“Singing The Blues” is an obvious smash – immediately memorable, modern enough to grab the rock’n’rollers, catchy and polite enough to hook everyone else too. The arrangements of these versions are very close (Mitchell’s is a bit brisker and busier), but the treatments are still worlds apart.
Guy Mitchell brings the tune the assurance of an old pop hand – even heartbreak is a bit of a chuckle for good old Guy, so in his hands it’s a stagey swoon to win over a coy could-be. And of course we fall for it – he’s so charismatic, his voice so sparkly, how could we not?
Tommy Steele gives us the fresher, more rockin’ treatment, but his record is hardly more authentic – in fact it’s bare-facedly, outrageously, preposterously mannered, and the manners in question belong entirely to one Presley, E.

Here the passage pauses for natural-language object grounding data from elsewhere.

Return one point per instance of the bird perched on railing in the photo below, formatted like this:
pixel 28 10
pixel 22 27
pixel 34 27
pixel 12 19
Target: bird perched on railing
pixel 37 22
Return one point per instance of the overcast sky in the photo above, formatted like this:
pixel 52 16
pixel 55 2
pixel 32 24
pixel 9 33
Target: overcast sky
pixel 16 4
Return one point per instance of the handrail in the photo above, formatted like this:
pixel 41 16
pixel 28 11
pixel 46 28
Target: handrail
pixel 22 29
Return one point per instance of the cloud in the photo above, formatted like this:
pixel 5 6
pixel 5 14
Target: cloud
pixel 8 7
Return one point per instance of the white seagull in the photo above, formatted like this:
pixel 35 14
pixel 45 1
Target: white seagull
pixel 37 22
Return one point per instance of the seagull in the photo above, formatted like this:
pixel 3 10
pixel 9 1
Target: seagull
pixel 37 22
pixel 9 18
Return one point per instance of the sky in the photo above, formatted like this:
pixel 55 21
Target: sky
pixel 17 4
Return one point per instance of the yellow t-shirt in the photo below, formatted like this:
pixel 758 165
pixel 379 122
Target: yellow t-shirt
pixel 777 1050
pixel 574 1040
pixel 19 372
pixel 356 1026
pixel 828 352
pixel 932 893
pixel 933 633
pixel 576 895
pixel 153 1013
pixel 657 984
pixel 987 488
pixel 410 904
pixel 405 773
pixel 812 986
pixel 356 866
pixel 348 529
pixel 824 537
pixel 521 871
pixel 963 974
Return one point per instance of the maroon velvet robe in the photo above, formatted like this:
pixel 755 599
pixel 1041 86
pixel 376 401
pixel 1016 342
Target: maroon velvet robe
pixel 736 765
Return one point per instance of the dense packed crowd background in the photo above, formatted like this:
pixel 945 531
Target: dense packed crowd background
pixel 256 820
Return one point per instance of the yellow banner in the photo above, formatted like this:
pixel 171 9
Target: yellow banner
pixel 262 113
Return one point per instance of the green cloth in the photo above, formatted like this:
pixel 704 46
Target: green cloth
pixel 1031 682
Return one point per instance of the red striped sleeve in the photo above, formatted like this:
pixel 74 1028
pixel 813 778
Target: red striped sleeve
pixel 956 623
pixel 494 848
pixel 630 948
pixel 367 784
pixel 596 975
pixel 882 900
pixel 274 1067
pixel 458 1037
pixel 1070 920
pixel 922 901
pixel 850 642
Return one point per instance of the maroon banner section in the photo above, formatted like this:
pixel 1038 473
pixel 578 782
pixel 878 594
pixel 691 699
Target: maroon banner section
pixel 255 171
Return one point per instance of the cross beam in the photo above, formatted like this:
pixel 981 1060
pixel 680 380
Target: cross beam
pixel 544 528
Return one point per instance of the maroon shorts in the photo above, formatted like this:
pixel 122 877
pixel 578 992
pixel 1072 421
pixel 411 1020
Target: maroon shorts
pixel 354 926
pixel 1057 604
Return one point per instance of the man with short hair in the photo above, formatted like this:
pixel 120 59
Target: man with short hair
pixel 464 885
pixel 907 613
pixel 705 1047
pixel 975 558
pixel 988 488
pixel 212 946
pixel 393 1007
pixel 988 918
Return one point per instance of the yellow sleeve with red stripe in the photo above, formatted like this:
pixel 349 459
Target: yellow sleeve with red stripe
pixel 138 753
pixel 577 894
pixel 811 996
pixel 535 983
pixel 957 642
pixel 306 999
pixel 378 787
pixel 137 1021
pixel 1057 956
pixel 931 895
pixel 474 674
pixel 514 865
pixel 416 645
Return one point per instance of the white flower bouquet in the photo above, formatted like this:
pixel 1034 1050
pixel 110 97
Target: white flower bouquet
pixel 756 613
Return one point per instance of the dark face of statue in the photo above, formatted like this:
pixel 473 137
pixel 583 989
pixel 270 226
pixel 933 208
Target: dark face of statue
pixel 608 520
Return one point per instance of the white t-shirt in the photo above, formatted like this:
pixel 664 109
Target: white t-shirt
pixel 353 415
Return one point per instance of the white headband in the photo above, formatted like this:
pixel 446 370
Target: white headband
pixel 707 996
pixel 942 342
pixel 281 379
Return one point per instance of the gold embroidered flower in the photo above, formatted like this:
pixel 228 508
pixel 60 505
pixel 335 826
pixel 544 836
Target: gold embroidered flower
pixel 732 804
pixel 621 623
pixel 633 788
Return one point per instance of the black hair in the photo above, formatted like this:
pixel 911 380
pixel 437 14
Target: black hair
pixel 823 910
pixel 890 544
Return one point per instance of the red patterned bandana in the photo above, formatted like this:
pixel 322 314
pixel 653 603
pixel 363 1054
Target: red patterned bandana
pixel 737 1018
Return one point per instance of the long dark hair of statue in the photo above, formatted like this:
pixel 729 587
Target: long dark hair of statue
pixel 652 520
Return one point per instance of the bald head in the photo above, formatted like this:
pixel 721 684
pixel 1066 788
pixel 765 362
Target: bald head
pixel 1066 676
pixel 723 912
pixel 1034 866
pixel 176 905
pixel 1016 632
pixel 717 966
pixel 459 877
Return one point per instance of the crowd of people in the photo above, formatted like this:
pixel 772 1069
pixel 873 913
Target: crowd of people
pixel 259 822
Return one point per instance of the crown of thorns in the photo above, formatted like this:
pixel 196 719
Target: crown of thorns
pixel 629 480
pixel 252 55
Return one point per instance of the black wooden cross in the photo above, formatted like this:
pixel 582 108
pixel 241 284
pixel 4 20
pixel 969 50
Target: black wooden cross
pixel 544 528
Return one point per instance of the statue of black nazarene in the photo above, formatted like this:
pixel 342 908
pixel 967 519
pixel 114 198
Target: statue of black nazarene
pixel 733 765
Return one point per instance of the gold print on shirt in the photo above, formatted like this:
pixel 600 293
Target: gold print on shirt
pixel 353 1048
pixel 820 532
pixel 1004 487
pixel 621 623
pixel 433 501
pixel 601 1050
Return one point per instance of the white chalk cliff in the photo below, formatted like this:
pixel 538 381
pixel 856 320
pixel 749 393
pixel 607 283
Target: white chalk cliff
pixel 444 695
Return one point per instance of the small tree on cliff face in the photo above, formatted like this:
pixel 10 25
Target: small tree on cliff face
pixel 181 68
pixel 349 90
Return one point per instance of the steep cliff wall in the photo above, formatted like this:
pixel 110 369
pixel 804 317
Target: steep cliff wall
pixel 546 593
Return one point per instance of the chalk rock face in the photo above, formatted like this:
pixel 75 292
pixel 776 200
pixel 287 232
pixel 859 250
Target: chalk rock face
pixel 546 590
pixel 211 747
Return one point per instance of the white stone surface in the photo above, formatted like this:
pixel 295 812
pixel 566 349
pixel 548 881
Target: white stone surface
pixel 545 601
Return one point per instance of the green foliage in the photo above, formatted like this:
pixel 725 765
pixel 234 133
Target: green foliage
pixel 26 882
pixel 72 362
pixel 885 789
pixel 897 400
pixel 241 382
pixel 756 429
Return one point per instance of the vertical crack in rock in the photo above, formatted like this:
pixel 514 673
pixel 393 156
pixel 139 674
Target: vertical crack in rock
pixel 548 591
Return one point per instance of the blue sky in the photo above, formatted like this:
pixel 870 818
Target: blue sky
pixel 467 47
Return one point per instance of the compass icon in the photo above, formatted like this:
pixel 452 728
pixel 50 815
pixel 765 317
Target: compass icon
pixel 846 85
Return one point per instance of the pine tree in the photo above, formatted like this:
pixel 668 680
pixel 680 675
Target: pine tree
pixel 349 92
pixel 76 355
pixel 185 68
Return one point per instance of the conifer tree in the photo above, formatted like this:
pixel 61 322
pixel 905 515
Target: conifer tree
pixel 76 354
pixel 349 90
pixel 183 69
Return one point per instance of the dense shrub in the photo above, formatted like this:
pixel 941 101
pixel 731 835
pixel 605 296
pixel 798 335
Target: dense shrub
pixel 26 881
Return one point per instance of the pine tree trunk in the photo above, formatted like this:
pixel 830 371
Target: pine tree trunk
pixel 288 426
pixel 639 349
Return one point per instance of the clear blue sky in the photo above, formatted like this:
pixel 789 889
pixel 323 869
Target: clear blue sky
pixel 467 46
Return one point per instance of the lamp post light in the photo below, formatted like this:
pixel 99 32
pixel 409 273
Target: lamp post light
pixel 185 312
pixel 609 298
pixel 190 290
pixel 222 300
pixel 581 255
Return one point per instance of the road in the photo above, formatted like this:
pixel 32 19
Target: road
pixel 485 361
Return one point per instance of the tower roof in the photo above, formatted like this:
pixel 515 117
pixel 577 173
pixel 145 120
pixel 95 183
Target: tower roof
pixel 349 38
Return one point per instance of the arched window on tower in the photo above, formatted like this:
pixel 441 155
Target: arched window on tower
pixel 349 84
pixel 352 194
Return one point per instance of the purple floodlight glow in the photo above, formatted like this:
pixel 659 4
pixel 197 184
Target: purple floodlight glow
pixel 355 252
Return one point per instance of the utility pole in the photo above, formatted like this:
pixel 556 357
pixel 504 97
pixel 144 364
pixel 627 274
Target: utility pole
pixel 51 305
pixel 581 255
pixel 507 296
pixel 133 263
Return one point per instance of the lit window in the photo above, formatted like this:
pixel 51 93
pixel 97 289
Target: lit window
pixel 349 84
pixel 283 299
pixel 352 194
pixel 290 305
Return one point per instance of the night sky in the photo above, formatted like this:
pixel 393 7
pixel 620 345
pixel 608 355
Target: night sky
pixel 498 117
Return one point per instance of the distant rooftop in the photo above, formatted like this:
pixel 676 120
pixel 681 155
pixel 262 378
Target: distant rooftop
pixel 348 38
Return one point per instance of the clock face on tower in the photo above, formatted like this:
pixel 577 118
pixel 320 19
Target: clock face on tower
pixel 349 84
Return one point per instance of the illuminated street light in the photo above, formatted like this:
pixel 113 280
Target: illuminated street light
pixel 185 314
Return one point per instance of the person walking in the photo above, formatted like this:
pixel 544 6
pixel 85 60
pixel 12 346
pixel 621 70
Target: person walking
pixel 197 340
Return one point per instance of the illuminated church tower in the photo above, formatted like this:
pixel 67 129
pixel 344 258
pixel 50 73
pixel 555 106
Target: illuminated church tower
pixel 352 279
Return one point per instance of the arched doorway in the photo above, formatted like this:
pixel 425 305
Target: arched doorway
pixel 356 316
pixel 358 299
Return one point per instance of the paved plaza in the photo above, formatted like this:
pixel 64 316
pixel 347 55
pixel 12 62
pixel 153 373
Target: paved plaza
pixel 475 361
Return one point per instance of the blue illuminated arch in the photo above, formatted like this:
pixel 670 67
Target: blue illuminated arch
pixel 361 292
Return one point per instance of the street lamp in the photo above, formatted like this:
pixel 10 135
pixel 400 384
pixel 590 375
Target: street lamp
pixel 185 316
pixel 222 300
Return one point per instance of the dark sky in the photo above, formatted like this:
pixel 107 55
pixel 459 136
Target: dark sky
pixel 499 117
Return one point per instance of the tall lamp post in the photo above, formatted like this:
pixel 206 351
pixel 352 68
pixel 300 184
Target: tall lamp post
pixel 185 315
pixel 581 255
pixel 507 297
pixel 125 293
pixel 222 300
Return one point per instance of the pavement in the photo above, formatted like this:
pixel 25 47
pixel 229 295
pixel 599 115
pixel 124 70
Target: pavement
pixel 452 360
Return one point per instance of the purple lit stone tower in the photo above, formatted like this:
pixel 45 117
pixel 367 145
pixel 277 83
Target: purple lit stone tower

Here’s how Mitchell sings the first verse of “Singing The Blues”:
Well I never felt more like sing’n’ the blues
Cos I never thought that I’d ever lose
Your love, dear
Why’d you do me this way?
And here’s how Steele sings it:
Weh-hell uhne’eh’el’orlike sinnuh blues
Cos I ne’eh’ought a’Ide’uhlose
Your love, dear
Why’cha do me this way?
Steele’s singing is not his natural voice, no, it is a very specific style he is attempting, and that style is ‘rock and roll’, as incarnated in the larynx and lips of Elvis. No consonant is safe with Steele around, words pool into one another in a shrugged gush of pre-meditated moodiness. Next to him, Guy Mitchell’s enunciations have the sharp edges and neat corners of, well, a square.
So if you wanted you could read Mitchell’s one week at the top and Steele’s two as a changing of the guard. But it’s not quite like that. Listen again to Steele’s first verse and you hear the rocker make up cracking – “your love, dear” sounds cockney; “do me this way” trails off in an arch near-falsetto. Tribute act he may have been but you can hear the Britishness creep through. Their records are very different but Mitchell and Steele have a lot in common – they’re both showbusiness lads, trying their best to make a fist of it in changing times and guess which way the wind is blowing. Tommy Steele’s guess sounds better at first, but he never had another No.1.